In Figure 8, note how it's also possible for the orchestration on Google Cloud to use a pull model by retrieving the files using a protocol such as SFTP.

Migrate existing ELT pipelines to BigQuery

ELT pipelines consist of two parts: the part that loads the data into your data warehouse, and the part that transforms the data by using SQL so it can be consumed downstream. When you migrate ELT pipelines, each of these parts has its own approach for migration.

For the part that loads data into your data warehouse (the EL part), you can follow the guidelines in the redirect data pipelines section, minus the advice on transformations, which are not part of an EL pipeline.

If your data sources are supported by the BigQuery Data Transfer Service (DTS) either directly or through third-party integrations, you can use DTS to replace your EL pipeline.

Migrating existing OSS data pipelines to Dataproc

When you migrate your data pipeline to Google Cloud, you might want to migrate some legacy jobs that are written with an open source software framework like Apache Hadoop, Apache Spark, or Apache Flink.
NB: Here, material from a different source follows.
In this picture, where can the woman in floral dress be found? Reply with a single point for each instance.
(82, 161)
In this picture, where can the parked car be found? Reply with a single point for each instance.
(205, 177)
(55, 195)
Dataproc lets you deploy fast, easy-to-use, fully managed Hadoop and Spark clusters in a simple, cost-efficient way. Dataproc integrates with the BigQuery connector, a Java library that enables Hadoop and Spark to directly write data to BigQuery by using abstracted versions of the Apache Hadoop InputFormat and OutputFormat classes.

Dataproc makes it easy to create and delete clusters so that instead of using one monolithic cluster, you can use many ephemeral clusters. This approach has several advantages:

You can use different cluster configurations for individual jobs, eliminating the administrative burden of managing tools across jobs.
You can scale clusters to suit individual jobs or groups of jobs.
You pay only for resources when your jobs are using them.
You don't need to maintain clusters over time, because they are freshly configured every time you use them.
You don't need to maintain separate infrastructure for development, testing, and production. You can use the same definitions to create as many different versions of a cluster as you need when you need them.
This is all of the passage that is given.